Date of death: Tuesday, 4 February 2020

Number of Readers: 2

Known asNadia Lotfi


Date of birth 3 January 1937

Date of death 4 February 2020

Nadia was born in Cairo to an Egyptian Muslim family from Sohag, Mohamed and Fatma. Nadia began acting as a hobby; when she was 10 years old she participated in a play at her school and did very well. When the 24-year-old was about to make her screen debut in 1958, Omar Sharif was the reigning king of Egyptian cinema, and his wife, Egyptian superstar Faten Hamama, its queen. The star couple had just had a smash hit with the film La Anam with Hamama as "Nadia Lotfy", a willful teen who destroys her father's marriage. Young Paula appropriated the name.

With her fresh new name, the young actress was spotted by director Ramsis Naguib and she took her first role in a modest, black & white drama, Soultan in 1958.[4] Her second picture was a smaller role in one of the film landmarks of its time, Cairo Station. In 1963, she played a Frankish woman warrior of the Crusade era, donning full armor to go into battle against her Christian-Arab lover, in Naser Salah el Dine (occasionally shown on US TV as Saladin and the Great Crusades).
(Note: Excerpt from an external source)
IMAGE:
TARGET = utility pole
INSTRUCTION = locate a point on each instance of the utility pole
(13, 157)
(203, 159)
Lutfi and co-star Soad Hosny played women geologists who, denied employment, respond by disguising themselves as men and going to work, where they find they must suppress their romantic instincts to sustain the disguise. In the mid-1960s, she starred in two films that were based on stories by Nobel-winning author Naguib Mahfouz, just a few years following the publication of his widely banned novel of Moses, Jesus and Mohammed, Children of Gebelawi. Lutfi finished the decade starring in 1969's Abi foq al-Shagara, as a nightclub dancer who beds a much younger man, then discovers that she once knew his father equally well. She starred in several films with Soad Hosni, including Al-Saba' Banat (The Seven Girls).
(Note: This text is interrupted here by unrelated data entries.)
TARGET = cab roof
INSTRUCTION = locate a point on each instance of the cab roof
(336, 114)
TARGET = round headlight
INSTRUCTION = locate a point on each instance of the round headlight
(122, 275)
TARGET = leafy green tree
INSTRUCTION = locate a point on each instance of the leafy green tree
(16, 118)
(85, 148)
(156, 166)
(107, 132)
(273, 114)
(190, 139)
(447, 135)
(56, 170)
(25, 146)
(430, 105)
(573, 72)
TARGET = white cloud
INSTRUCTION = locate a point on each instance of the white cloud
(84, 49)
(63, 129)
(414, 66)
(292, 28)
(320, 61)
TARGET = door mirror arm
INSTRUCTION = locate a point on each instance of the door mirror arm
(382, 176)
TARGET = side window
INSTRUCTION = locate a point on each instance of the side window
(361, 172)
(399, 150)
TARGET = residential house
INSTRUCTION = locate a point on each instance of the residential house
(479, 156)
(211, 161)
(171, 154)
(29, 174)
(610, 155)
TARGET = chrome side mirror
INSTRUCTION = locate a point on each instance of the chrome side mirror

In the 1970s, her career wound down as Egypt's "Golden Age" for films came to a close. Having made close to 50 films in the first 11 years of her career, she only made three in the decade that followed, and did not work in films since 1981. In 2006, she returned to the spotlight when a video by young Lebanese singer Nourhanne recreated a musical scene from one of her first films, Bain al Qasrayn.[citation needed]

In 2014, the Cairo International Film Festival paid tribute to Nadia Lutfi by using her photo on the Festival's official poster.